Rompe el sudor por sus músculos, la frente que hiere las heridas, el cansancio que se intuye por el sendero perdido, el revoloteo del remolino que trae polvos foráneos.

· Cornelio: muro rústico, posicionas tu impetuosa inmovilidad. Las galeras se pierden en las pupilas, sus proas, sus velas y la gaviota. sueño marchito que se deshace como el aullido de un moribundo que es más cadáver que persona.

Los sicarios regresan y entregan los restos de la señorita a Ricardo. Cuerpo yerto que se acompaña de un grito materno, de la locura de un padre desesperado y un amante idílico que desprende lágrimas odiosas y grises.

Todo intento de dar con Cornelio será penado. El suplicio basta, el mundo está en duelo, los rezos del obispo no se escuchan, las campanas están estáticas, la iglesia no ofrece concilio. El sepulcro ahoga en sus paredes la urna de la infancia casta, la sabia creación del Dios que ama, y la sapiencia que brota del acto más ligero del individuo menos adusto.

Una paloma blanca vuela directo al sol perdiéndose de las miradas. La lluvia no quiere llorar, el místico cielo de Amacra no oye oraciones; nubes y vuelos melancólicos.

En los instantes en que va descendiendo el féretro, Cornelio suelta su herramienta y cae vencido sobre el suelo. Siente, palpa el color de la tierra que la cubre, de la grama que la adorna y la lápida que intenta en vano explicar la voluntad del Creador.

Cuando la última porción de tierra cubre la fosa donde yace Verdini, el silencio se guarda dentro del corazón de Cornelio, y se realza como la frase inmodificable del sentimiento de Tovar.
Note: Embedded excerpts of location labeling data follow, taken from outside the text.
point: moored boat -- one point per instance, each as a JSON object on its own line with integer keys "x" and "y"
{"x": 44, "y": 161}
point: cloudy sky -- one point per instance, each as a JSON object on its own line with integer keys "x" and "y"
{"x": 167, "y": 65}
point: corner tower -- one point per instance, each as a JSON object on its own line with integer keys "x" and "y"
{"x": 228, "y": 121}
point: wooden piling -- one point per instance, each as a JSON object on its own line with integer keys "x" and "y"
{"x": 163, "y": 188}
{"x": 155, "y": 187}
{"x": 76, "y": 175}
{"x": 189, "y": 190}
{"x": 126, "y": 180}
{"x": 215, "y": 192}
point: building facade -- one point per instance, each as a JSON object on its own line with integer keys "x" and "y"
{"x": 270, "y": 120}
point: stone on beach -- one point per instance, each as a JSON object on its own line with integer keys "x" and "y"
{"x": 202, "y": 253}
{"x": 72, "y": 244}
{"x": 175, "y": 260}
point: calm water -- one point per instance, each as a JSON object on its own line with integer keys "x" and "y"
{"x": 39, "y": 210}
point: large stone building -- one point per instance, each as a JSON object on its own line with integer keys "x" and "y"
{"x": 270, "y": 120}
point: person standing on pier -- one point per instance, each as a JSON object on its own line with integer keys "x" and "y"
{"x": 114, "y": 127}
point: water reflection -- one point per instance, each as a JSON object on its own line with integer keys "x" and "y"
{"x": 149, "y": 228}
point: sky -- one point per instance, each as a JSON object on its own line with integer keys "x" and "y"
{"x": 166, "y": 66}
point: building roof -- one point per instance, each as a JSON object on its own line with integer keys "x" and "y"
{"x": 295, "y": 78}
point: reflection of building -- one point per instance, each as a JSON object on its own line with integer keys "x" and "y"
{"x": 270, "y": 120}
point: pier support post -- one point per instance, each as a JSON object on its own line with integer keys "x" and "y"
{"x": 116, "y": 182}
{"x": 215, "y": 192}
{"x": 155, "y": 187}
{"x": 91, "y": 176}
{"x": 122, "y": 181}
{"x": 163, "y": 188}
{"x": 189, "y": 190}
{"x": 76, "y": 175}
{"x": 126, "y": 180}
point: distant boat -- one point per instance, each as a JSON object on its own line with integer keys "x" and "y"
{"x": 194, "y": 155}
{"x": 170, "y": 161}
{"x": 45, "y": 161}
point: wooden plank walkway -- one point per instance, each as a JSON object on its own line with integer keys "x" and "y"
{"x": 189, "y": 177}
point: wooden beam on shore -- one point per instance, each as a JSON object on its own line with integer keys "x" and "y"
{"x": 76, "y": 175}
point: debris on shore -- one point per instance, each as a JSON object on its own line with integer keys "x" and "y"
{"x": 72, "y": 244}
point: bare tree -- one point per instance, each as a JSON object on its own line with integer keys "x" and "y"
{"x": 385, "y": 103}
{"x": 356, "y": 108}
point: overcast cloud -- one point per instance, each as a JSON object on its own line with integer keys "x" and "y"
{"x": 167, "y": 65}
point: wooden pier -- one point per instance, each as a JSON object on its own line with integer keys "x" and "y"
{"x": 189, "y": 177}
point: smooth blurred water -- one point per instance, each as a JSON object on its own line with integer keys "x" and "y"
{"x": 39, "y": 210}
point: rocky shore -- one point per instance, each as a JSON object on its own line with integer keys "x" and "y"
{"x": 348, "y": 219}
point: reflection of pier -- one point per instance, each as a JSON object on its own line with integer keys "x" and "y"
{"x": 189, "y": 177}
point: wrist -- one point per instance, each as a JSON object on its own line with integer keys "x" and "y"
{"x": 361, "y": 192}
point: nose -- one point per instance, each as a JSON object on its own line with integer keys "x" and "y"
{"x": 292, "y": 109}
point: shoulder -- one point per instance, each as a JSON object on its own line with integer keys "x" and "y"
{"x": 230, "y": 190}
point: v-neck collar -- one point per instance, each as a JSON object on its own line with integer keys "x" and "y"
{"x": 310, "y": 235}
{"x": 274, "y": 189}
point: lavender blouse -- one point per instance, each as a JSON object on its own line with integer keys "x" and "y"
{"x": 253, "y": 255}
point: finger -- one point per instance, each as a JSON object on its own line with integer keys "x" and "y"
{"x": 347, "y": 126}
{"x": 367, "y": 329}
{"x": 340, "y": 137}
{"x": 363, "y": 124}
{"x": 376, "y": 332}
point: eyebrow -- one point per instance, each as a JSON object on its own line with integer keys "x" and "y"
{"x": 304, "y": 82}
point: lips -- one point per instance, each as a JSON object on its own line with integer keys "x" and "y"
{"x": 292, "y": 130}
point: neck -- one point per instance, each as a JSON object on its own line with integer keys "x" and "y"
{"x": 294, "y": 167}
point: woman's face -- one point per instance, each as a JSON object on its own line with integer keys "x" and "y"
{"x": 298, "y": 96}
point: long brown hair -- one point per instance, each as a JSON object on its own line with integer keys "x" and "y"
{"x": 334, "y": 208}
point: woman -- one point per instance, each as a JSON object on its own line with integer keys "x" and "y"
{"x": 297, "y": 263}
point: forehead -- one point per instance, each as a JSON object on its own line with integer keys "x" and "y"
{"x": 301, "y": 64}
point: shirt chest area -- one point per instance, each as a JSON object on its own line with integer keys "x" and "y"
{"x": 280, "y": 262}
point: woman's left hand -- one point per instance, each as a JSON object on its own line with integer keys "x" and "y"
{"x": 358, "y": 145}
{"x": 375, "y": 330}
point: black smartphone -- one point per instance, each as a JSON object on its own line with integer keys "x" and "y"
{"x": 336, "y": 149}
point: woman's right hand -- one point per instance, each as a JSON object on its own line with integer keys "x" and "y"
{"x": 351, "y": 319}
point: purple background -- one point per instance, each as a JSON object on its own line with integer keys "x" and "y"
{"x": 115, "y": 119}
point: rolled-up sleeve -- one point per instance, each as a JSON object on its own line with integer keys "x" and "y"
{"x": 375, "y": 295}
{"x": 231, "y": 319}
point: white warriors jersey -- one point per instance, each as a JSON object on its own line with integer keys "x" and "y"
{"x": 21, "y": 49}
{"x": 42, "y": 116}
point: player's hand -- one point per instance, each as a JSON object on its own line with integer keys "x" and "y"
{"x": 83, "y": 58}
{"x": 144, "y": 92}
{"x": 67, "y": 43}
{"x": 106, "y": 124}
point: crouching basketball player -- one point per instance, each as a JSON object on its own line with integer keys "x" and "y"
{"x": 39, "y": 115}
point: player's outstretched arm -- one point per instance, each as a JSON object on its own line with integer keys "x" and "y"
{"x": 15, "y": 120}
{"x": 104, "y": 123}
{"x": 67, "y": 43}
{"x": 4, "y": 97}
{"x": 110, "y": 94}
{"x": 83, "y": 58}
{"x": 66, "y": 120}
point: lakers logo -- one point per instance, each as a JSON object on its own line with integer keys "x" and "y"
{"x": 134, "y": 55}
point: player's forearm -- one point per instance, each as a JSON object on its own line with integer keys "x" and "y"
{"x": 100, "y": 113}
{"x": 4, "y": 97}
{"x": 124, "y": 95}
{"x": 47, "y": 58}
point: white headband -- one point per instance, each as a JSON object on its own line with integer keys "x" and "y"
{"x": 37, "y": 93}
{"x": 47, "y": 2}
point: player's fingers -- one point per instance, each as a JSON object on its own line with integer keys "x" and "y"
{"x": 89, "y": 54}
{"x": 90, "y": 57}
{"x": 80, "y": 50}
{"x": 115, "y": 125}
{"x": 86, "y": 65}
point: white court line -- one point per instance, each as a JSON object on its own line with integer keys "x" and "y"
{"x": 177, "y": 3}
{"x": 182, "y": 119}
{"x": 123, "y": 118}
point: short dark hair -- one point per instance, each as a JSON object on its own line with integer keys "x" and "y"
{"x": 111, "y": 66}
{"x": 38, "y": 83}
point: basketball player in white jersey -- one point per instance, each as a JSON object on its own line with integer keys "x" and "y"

La hija de Federico, cocina las exquisiteces que degusta el paladar de Cornelio. El joven podría quejarse de su fortuna, pero no de los alimentos nutritivos y sabrosos de la gastronomía de Francisca.

Tovar debe cuidar los caballos; bañarlos, nutrirlos y cambiar sus cascos. Francisca observa desde lejos la labor del hombre, ver el tronco descubierto del mozo, genera una bella sensación en el corazón de la chica. Acercase al galán le es como el tibio acto de alimentación que el colibrí ejerce cuando bebe el néctar de la flor.